"Masalahnya, selama ini orang Bali itu tidak mau sungguh-sungguh menjadi petani," kata Pastika dalam kegiatan resesnya bertajuk Pemuda Milenial itu di Agro Learning Center di Denpasar, Minggu.
Mantan Gubernur Bali tersebut menyayangkan seringkali generasi muda Bali tertarik kuliah di fakultas pertanian, karena berharap setelah lulus kuliah bisa menjadi PNS dan bukannya benar-benar terjun ke sawah.

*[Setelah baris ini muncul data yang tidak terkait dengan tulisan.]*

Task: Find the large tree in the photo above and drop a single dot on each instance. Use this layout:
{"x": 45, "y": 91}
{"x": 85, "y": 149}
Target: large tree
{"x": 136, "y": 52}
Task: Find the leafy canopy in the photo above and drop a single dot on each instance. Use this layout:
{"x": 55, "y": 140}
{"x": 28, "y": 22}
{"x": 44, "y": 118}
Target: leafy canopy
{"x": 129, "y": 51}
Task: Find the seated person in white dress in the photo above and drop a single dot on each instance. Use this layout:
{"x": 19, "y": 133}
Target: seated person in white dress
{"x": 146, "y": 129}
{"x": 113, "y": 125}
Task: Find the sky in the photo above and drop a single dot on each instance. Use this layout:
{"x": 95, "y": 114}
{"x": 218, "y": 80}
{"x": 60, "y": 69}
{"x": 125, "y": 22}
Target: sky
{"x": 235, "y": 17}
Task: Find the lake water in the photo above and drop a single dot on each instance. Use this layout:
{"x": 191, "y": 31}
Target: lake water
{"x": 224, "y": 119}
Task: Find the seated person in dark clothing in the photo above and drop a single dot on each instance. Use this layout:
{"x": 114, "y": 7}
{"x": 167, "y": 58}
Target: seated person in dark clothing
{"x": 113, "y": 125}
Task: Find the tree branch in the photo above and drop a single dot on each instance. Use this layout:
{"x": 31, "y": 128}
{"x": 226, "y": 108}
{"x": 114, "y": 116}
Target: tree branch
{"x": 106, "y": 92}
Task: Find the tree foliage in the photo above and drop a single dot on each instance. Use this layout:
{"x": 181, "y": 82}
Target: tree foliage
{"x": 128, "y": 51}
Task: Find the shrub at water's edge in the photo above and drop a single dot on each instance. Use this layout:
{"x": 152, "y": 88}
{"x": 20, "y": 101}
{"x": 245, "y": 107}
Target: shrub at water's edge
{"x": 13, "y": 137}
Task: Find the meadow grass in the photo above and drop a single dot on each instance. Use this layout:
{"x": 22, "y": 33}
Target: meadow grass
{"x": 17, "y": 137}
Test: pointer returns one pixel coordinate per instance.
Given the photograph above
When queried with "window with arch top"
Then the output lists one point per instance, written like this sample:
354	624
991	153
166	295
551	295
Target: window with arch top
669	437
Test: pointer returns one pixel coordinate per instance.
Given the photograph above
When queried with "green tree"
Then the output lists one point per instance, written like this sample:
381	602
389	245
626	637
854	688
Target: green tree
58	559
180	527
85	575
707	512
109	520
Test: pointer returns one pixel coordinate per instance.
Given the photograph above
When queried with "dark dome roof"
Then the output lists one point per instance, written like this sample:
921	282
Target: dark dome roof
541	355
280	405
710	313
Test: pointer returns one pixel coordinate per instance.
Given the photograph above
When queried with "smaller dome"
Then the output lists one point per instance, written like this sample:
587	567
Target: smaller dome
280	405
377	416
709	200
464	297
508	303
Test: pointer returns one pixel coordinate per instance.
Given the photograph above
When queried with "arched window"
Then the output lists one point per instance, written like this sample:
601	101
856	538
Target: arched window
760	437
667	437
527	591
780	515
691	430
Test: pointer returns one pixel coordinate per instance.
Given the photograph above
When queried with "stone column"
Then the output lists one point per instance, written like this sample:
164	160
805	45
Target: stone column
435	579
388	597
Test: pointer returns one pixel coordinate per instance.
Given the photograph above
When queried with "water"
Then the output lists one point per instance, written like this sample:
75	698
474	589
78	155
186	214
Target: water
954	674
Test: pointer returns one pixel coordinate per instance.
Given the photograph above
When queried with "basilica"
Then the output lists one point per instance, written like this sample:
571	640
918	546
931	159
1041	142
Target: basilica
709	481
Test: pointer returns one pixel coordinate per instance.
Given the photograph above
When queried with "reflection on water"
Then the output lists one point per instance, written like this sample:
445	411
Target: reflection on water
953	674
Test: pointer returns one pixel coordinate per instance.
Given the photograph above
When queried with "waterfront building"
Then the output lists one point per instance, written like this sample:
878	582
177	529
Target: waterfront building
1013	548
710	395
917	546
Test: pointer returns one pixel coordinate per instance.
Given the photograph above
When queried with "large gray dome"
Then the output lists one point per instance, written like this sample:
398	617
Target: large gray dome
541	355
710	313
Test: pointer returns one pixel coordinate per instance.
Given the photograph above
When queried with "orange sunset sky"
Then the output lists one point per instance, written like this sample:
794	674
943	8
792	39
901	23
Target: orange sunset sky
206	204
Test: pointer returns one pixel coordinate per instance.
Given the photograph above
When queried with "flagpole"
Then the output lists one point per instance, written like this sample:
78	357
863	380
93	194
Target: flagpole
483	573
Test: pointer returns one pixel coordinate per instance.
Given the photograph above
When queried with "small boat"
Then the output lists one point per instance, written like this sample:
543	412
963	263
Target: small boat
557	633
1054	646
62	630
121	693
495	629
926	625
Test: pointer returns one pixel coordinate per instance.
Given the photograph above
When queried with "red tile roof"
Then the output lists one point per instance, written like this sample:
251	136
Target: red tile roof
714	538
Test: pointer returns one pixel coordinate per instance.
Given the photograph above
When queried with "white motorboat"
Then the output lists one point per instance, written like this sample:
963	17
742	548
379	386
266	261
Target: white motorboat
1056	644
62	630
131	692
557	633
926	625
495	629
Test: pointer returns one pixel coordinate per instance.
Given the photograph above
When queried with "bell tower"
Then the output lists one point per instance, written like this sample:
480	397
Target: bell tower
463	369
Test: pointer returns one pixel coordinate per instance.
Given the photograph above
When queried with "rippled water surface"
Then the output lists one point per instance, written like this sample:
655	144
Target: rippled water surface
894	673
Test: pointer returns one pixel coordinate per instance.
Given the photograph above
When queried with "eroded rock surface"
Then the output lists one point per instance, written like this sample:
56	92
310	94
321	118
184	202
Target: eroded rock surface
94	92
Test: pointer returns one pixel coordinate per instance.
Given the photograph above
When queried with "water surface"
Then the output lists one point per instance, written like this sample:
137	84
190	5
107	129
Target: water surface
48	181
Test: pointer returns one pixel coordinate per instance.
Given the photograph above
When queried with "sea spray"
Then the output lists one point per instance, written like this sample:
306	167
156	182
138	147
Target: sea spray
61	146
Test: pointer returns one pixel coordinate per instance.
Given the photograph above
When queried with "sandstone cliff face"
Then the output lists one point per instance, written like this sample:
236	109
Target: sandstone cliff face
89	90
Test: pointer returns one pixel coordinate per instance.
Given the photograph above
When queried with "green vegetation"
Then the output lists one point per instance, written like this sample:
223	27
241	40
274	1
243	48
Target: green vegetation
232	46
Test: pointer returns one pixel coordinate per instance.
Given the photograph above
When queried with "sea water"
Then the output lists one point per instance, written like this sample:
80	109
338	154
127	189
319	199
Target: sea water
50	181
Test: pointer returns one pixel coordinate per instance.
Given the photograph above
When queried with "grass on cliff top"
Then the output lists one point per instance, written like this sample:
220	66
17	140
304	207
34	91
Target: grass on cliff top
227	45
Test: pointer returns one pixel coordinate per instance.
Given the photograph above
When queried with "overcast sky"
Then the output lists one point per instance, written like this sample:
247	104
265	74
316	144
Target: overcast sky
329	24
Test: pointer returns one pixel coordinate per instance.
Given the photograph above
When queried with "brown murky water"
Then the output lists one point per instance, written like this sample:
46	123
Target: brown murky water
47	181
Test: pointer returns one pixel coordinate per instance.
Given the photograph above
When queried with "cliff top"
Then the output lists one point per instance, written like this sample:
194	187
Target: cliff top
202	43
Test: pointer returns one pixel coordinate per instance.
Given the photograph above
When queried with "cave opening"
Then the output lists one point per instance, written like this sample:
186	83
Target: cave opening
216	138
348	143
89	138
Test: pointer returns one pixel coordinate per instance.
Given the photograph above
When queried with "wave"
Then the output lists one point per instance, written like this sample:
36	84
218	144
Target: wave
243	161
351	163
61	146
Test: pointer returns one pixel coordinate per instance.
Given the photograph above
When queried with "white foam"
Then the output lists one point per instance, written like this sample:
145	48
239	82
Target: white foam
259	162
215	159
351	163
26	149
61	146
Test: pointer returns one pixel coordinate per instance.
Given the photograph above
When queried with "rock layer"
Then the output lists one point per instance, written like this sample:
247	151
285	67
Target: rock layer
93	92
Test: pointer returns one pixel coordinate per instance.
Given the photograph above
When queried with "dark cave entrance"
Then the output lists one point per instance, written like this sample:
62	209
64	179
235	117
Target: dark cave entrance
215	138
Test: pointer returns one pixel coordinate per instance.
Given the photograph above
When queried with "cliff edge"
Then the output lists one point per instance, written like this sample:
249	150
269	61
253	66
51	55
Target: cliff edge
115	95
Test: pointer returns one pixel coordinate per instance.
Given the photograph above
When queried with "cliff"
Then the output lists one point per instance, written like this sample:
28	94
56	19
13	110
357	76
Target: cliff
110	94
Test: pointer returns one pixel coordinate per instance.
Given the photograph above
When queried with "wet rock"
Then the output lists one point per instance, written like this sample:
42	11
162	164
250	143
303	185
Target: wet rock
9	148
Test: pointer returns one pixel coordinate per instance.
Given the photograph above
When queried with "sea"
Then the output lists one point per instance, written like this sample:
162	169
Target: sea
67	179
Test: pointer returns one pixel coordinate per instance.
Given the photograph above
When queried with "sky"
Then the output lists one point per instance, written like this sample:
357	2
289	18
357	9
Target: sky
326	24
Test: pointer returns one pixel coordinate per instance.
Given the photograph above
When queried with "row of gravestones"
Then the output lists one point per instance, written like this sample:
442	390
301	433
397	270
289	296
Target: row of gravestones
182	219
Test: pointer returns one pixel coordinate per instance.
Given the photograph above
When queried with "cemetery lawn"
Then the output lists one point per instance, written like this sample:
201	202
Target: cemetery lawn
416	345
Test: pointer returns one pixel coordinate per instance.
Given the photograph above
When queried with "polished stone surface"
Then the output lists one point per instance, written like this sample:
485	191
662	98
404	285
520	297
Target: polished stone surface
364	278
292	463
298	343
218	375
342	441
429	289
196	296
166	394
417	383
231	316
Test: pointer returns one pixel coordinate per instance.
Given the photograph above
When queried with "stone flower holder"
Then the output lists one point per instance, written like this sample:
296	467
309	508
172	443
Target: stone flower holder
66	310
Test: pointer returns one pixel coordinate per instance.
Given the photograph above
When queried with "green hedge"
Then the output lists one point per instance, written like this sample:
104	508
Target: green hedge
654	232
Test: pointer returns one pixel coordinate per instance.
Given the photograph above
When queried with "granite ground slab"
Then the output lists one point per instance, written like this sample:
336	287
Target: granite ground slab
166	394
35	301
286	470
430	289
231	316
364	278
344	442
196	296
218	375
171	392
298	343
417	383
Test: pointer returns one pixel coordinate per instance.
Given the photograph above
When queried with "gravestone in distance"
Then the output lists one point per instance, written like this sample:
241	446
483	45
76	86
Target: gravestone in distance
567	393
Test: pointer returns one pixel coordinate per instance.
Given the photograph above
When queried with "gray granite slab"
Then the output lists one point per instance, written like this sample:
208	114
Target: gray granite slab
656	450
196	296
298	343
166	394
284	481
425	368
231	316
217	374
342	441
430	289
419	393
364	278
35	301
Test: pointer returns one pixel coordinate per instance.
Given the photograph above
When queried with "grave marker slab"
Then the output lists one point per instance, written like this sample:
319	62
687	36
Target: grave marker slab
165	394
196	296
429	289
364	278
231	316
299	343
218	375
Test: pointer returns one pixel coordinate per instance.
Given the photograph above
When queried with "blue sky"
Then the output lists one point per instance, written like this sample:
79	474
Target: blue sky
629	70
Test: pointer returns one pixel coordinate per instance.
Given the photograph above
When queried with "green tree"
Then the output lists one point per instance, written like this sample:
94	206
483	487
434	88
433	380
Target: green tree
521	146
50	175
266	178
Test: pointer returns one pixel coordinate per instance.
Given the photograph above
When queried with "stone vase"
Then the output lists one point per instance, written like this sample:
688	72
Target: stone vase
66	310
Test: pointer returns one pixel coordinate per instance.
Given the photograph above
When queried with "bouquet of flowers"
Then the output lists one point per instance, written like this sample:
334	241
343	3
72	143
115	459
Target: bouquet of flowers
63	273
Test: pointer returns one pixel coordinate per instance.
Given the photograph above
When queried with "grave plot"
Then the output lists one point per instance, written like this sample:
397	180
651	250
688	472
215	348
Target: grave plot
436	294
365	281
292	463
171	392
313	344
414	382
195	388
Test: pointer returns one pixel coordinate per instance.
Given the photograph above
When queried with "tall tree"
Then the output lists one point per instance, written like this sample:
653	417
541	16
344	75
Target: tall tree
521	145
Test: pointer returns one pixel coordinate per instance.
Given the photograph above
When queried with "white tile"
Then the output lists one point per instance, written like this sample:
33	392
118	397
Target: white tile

"Atau malah maunya jadi kadis pertanian, padahal posisi kadis itu 'kan hanya satu orang," seloroh Pastika.
Anggota Komite 2 DPD itu pun kembali menyinggung program Sistem Pertanian Terintegrasi (Simantri) yang digagasnya saat masih menjabat Gubernur Bali sebagai upaya untuk meningkatkan kesejahteraan petani, paling sedikit dua kali lipat.
Program Simantri yang diluncurkan pertama kali pada 2009 hingga 2018 sudah terbentuk sebanyak 800 unit Simantri yang pendanaannya dibantu oleh Pemprov Bali.
Dia mengemukakan, untuk setiap sapi dari 20 ekor sapi yang dipelihara di unit Simantri setidaknya per hari dapat memberikan nilai tambah Rp50 ribu dari hasil pengolahan kotoran dan urine sapi menjadi pupuk organik dan biourine.
"Satu ekor sapi, untuk kotorannya bisa dihasilkan hingga tiga kilogram pupuk per hari dan satu liter urine dapat dihasilkan empat liter biourine," ucap mantan Kapolda Bali itu.
Dalam kesempatan itu, Pastika juga berbincang-bincang terkait prospek budi daya lele dengan Nyoman Baskara selaku penggagas Agro Learning Center dan salah satu petani dari Peguyangan Kaja, Kota Denpasar.
Baskara menyampaikan di lahan seluas sekitar 30 are tersebut, selain ditanami berbagai jenis tanaman sayur dan buah-buahan, juga dilengkapi dengan kolam budidaya lele dan nila.
Sementara itu, Wagan Sugasta, peternak lele dari Peguyangan Kaja mengatakan telah 13 tahun menekuni budi daya lele.
Sugasta dapat memproduksi benih lele di kisaran 150 ribu-200 ribu ekor setiap bulannya dengan harga satu ekor benih dari Rp150-Rp300 yang dijual untuk wilayah Kota Denpasar, Kabupaten Bangli, Karangasem dan Tabanan.
Selain itu, produksi lele yang untuk konsumsi, setiap bulannya dapat diproduksi hingga 1,5 ton. Namun, dalam enam bulan terakhir permintaan berkurang sehingga rata-rata produksi diturunkan menjadi 700 kilogram.
"Untuk lele yang ukurannya besar atau melebihi ukuran untuk dijual sebagai lalapan, dijual dalam bentuk lele bumbu sehingga lele dengan berbagai ukuran tetap laku. Harga perkilogramnya itu di kisaran Rp17.000 hingga Rp17.500," katanya.
Pastika dalam kunjungannya ke ALC itu juga berkesempatan menebar lele dan nila serta memberikan pakan ikan ke kolam yang tersedia dan memberikan bingkisan bahan pokok kepada mahasiswa dan perwakilan UMKM binaan Agro Learning Center itu.
Sebelum mengunjungi Agro Learning Center, Pastika didampingi staf ahli Ketut Ngastawa, Nyoman Baskara dan Nyoman Wiratmaja juga berdialog dengan para anggota Subak Lungatag, Desa Penatih, Kota Denpasar.